Environmental legislation, including that relating to forest protection, water bodies and water use, tax legislation, customary law relating to land tenure, the law of corporations, contract law and administrative law principles concerning the exercise of governmental power, are all relevant to the mining industry.
Pursuant to the Minerals Income Investment Fund Act, 2018 (Act 978), the Minerals Income Investment Fund (the Fund) was established with an expressed objective of, among other things, monetising the value of Government revenue from mining. The Fund is to be resourced through income generated from the countrys equity interest in mining companies, mineral royalties and other related income from mining operations.
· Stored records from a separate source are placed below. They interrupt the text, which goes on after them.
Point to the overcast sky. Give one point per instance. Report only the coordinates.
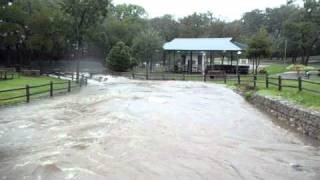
(226, 9)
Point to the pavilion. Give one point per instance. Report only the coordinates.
(196, 55)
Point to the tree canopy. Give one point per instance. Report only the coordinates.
(60, 29)
(119, 58)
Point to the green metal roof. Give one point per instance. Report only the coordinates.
(204, 44)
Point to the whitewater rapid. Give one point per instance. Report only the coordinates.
(120, 129)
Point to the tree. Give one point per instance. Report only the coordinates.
(167, 26)
(84, 14)
(259, 47)
(146, 45)
(119, 58)
(302, 29)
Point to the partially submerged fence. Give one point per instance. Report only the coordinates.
(253, 80)
(25, 93)
(6, 75)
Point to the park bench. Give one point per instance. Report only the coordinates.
(215, 73)
(7, 73)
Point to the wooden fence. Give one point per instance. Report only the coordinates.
(255, 81)
(6, 75)
(50, 88)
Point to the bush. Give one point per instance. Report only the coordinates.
(262, 70)
(119, 58)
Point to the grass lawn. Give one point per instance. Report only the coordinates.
(22, 81)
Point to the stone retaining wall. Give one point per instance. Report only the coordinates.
(304, 120)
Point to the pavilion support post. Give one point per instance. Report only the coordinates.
(190, 63)
(169, 62)
(174, 59)
(231, 57)
(164, 58)
(237, 68)
(210, 58)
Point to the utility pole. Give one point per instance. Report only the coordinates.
(285, 51)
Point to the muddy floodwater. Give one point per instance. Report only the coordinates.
(123, 129)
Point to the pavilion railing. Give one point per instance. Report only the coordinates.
(252, 80)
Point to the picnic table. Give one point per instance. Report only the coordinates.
(31, 72)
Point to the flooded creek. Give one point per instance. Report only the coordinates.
(124, 129)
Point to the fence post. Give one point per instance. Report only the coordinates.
(279, 83)
(267, 80)
(69, 86)
(51, 88)
(28, 93)
(132, 74)
(300, 83)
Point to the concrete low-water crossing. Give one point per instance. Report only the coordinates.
(127, 129)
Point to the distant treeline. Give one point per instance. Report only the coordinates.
(63, 29)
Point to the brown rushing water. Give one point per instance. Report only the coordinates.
(124, 129)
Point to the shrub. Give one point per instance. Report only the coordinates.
(119, 58)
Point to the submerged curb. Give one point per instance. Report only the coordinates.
(305, 121)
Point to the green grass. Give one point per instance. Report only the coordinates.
(276, 69)
(22, 81)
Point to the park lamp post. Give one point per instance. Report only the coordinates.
(238, 58)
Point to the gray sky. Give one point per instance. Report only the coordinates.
(225, 9)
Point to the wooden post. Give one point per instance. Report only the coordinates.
(267, 81)
(51, 88)
(80, 81)
(279, 83)
(300, 84)
(132, 74)
(28, 93)
(147, 75)
(191, 62)
(69, 86)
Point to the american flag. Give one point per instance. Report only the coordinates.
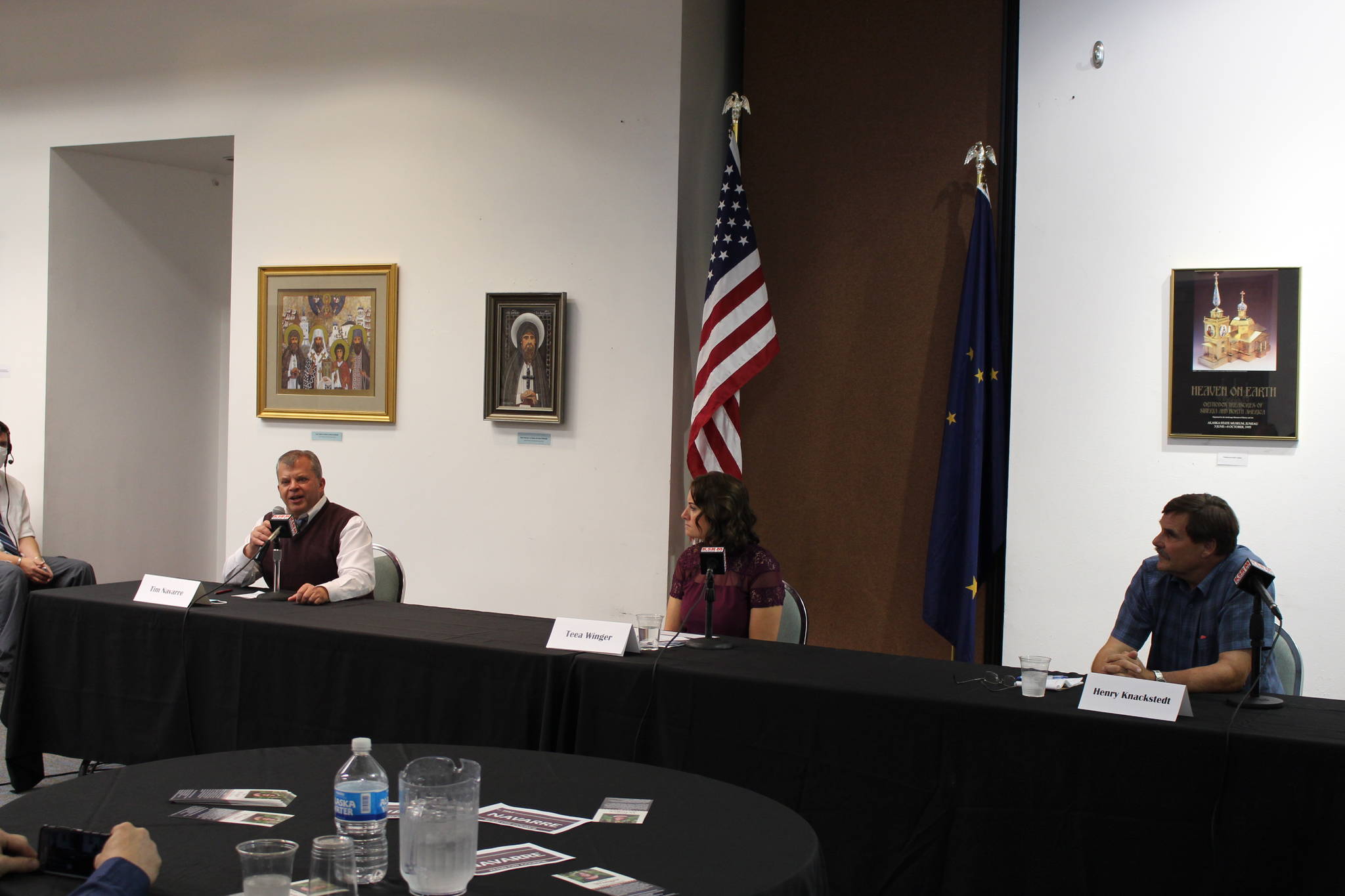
(738, 332)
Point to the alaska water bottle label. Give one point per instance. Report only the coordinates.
(361, 805)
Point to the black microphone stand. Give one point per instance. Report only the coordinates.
(1256, 629)
(709, 641)
(276, 554)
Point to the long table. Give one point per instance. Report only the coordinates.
(716, 855)
(912, 782)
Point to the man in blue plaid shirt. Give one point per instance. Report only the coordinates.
(1185, 598)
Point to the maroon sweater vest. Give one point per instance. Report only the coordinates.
(311, 557)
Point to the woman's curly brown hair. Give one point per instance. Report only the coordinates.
(725, 509)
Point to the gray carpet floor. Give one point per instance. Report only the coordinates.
(58, 769)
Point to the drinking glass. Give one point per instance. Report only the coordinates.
(437, 829)
(332, 864)
(1034, 676)
(268, 865)
(648, 629)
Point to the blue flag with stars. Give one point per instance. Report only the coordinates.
(969, 509)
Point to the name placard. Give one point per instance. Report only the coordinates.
(594, 636)
(1134, 698)
(169, 591)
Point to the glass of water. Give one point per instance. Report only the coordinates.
(332, 865)
(437, 830)
(268, 865)
(1034, 676)
(648, 629)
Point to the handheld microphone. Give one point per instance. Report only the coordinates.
(283, 526)
(277, 531)
(1252, 578)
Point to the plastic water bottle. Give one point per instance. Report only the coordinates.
(362, 811)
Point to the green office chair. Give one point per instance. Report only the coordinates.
(389, 576)
(794, 618)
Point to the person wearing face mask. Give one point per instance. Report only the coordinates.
(332, 555)
(749, 595)
(22, 565)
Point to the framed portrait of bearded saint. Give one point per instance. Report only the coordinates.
(327, 343)
(525, 358)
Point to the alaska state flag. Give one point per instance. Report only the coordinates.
(969, 512)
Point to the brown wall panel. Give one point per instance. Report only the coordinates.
(862, 113)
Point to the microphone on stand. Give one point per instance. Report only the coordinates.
(283, 526)
(713, 561)
(1254, 580)
(287, 528)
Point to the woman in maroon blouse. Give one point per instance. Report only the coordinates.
(748, 597)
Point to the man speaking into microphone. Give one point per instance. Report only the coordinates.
(1187, 597)
(330, 557)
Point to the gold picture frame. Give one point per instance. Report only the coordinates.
(327, 343)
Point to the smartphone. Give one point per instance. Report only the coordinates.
(69, 851)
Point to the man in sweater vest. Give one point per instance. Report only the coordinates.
(330, 559)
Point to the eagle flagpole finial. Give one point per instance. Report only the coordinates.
(982, 154)
(736, 104)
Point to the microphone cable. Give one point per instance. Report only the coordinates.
(1228, 744)
(654, 670)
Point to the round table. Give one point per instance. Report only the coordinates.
(703, 837)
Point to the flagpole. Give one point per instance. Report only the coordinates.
(736, 102)
(982, 152)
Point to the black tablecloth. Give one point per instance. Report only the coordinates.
(703, 837)
(912, 782)
(104, 679)
(917, 785)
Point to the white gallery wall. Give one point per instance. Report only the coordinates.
(1206, 140)
(483, 146)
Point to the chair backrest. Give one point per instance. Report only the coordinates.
(1289, 664)
(389, 576)
(794, 618)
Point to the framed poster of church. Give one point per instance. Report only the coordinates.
(525, 358)
(1234, 354)
(327, 343)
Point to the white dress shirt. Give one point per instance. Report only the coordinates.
(354, 561)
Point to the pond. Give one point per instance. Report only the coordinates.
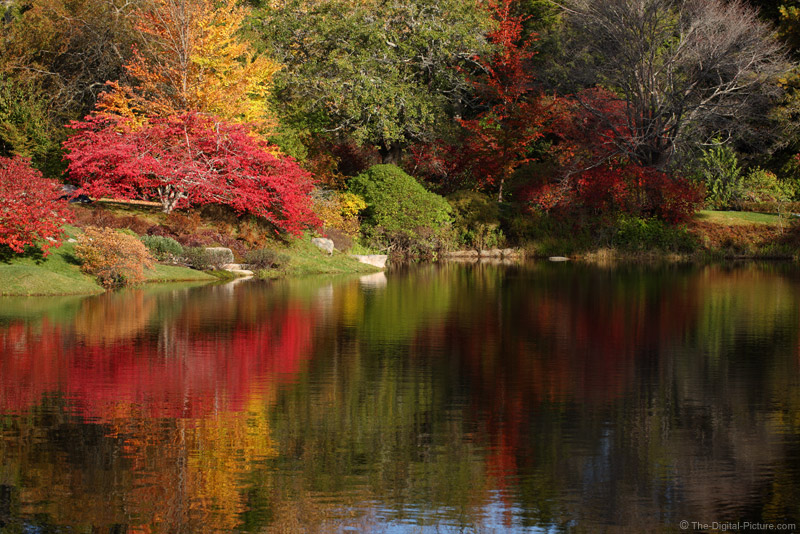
(442, 398)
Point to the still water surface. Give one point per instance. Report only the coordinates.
(535, 398)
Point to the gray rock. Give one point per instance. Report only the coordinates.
(219, 256)
(376, 260)
(324, 244)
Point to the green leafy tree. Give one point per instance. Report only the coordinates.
(384, 73)
(719, 169)
(400, 210)
(25, 127)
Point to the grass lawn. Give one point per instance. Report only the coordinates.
(59, 273)
(735, 218)
(173, 273)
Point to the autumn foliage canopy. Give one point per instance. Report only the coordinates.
(190, 160)
(30, 212)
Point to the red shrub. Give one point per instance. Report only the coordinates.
(631, 189)
(30, 212)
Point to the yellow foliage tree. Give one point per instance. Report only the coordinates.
(194, 60)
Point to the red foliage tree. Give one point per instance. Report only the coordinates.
(190, 160)
(499, 139)
(631, 189)
(596, 178)
(30, 212)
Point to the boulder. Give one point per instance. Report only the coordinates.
(219, 256)
(324, 244)
(376, 260)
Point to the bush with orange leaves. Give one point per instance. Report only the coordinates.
(115, 258)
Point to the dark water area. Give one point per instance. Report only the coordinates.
(442, 398)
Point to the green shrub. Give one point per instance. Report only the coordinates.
(476, 220)
(719, 169)
(265, 259)
(400, 211)
(162, 247)
(205, 259)
(760, 185)
(197, 258)
(634, 233)
(116, 258)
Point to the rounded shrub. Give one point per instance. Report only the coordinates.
(265, 258)
(162, 247)
(400, 211)
(115, 258)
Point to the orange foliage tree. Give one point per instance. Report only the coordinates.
(193, 60)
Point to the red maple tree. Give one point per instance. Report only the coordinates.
(499, 139)
(30, 212)
(190, 160)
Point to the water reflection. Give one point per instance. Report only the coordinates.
(442, 398)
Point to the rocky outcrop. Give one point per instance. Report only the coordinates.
(324, 244)
(376, 260)
(494, 253)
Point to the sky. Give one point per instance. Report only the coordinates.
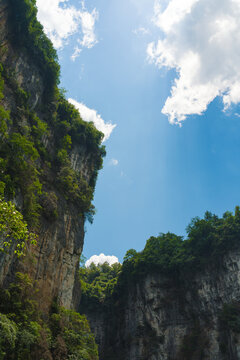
(161, 80)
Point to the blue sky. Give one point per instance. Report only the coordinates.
(167, 74)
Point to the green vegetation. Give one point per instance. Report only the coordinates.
(13, 230)
(25, 334)
(98, 283)
(25, 161)
(207, 238)
(29, 34)
(194, 345)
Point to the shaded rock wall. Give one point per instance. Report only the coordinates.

The provisions of Act 978 empower the Fund to create and hold equity interests in a special purpose vehicle (SPV) in any jurisdiction, procure the listing of the SPV on reputable stock exchanges, assign or transfer rights to its sources of income and to grant security over its assets. The Government is reported to be engaged in negotiations with an entity called Agyapa Royalties Limited (Agyapa) in a proposed transaction in terms of which the Government would receive an upfront payment of monies in exchange for Agyapa acquiring rights to future royalties to be generated from certain identified companies in Ghana who have been granted mining leases.
The Minerals and Mining (Amendment) Act, 2019 (Act 995) introduced amendments to the Minerals and Mining Act, 2006 (Act 703), including that which seeks to prevent foreigners from providing mining support services to small-scale miners and imposes stiff punishment for the sale or purchase of minerals without a licence and for the facilitation of small-scale mining by foreigners. We understand further amendments are proposed to Act 703 which would reduce the duration of a development agreement with the Government from 15 to 5 years, introduce gender considerations into employment in the mining sector, and provide stiffer punishment for aiding foreigners to evade the restrictions on their involvement in small-scale mining. No bill has yet been published in respect of these proposals and until that is done, the legislative process, which includes the gazetting of such bill and its laying before Parliament to undergo consideration and three readings, would not have commenced.
The Chamber of Mines proposes to assist mineral refineries in the country to receive international accreditation so as to help market their products. The object is to reduce the reliance of mining companies in Ghana on foreign refineries and thereby save the country the costs of foreign exchange.
The rights required are: (a) a reconnaissance licence; and (b) a restricted reconnaissance licence to engage in reconnaissance in relation to an industrial mineral, i.e. basalt, clay, granite, gravel, gypsum, laterite, limestone, marble, rock, sand, sandstone, slate talc, salt and other minerals as the Minister may from time to time declare, by notice published in the Gazette, to be industrial minerals.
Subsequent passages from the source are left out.